Make a points map using the ‘extinct languages’ dataset in Posit.

  • Add a basemap using RNaturalEarth

  • Restrict the map to a chosen area

  • Colour the data by the endangered status.

In class exercise 2:

The following is a good example of the kind of real-world workflow in making a map from external data, including the kinds of problems with matching and cleaning you’ll often encounter.

Using the eurosat database, choose a dataset to visualise. You want to choose something from Detailed datasets -> General and Regional Statistics -> Regional statistics by NUTS classification (reg), as in the screenshot here:

  • Download a shapefile of the NUTS regions from the official EU site. Choose the least-detailed scale so you don’t run into computer memory problems. Select the ESPG: 4326 CRS.

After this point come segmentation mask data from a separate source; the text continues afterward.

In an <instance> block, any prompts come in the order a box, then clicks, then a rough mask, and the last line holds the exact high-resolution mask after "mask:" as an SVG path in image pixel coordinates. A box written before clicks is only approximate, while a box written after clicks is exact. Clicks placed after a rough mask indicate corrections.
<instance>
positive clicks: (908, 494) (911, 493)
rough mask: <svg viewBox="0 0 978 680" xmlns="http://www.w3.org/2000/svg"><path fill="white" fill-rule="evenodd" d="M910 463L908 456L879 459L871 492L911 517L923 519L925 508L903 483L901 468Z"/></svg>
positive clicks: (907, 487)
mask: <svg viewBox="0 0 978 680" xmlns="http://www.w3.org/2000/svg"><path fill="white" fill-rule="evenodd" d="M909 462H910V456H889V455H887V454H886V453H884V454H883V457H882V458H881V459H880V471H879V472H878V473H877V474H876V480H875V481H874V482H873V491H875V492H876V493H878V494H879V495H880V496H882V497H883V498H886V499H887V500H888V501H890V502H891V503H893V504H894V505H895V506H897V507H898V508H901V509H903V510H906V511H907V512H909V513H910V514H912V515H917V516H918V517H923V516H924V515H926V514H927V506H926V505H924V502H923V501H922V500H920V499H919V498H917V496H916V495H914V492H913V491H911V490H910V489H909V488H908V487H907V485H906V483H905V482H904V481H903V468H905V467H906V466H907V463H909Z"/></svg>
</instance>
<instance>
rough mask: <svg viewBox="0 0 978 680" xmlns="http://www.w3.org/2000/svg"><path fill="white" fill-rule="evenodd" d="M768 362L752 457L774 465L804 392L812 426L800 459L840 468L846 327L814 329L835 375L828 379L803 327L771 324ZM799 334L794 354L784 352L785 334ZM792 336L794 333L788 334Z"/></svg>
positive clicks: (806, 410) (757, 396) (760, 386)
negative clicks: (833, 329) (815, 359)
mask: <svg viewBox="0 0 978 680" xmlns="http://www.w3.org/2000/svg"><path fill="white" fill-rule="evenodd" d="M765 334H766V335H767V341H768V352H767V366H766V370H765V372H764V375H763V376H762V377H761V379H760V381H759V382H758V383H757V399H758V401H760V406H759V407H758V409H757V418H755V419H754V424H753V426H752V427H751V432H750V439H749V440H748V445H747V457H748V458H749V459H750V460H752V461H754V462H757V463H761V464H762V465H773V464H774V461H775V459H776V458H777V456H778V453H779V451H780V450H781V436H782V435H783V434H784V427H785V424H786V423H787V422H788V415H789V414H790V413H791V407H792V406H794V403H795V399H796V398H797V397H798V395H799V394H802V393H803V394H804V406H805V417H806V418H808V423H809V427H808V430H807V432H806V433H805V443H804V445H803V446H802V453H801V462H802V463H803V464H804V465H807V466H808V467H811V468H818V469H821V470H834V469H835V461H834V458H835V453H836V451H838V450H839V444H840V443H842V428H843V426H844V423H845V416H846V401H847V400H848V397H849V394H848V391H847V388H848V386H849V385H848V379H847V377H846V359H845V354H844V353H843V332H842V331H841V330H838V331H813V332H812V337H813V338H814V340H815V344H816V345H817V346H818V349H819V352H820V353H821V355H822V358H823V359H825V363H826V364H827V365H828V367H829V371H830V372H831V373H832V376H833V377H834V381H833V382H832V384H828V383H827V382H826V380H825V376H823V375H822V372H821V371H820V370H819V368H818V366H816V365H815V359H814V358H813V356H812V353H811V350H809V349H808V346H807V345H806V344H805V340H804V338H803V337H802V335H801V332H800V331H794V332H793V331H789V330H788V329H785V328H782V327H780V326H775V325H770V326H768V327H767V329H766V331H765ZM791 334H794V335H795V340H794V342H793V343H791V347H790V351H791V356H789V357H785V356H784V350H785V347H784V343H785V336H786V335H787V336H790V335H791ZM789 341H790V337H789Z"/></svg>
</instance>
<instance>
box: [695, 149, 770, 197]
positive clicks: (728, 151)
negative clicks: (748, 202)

  • Upload these files to Posit cloud (or keep on your local machine if you’re running R there).

  • Make a map. Start by selecting a single year and shading each region by the colour of your dataset.

See how far you can get with the following:

  • Use a fill colour palette which more easily distinguishes the lower and higher values.

  • Use theming to remove unwanted elements of the map.

  • Adjust the coordinate limits to focus on the main region of Europe, ignoring the Atlantic islands.

  • The map looks a little strange with missing regions and countries (i.e the UK). How could we solve this, so they are at least present, but perhaps grayed out?

  • Try this extra challenge: make a version which creates a series of mini-maps, one for each year in the data. To do this you’ll need to pivot your data so that it is in a ‘long’ format, with each data point for each year in a single row, and use a function called facet_wrap().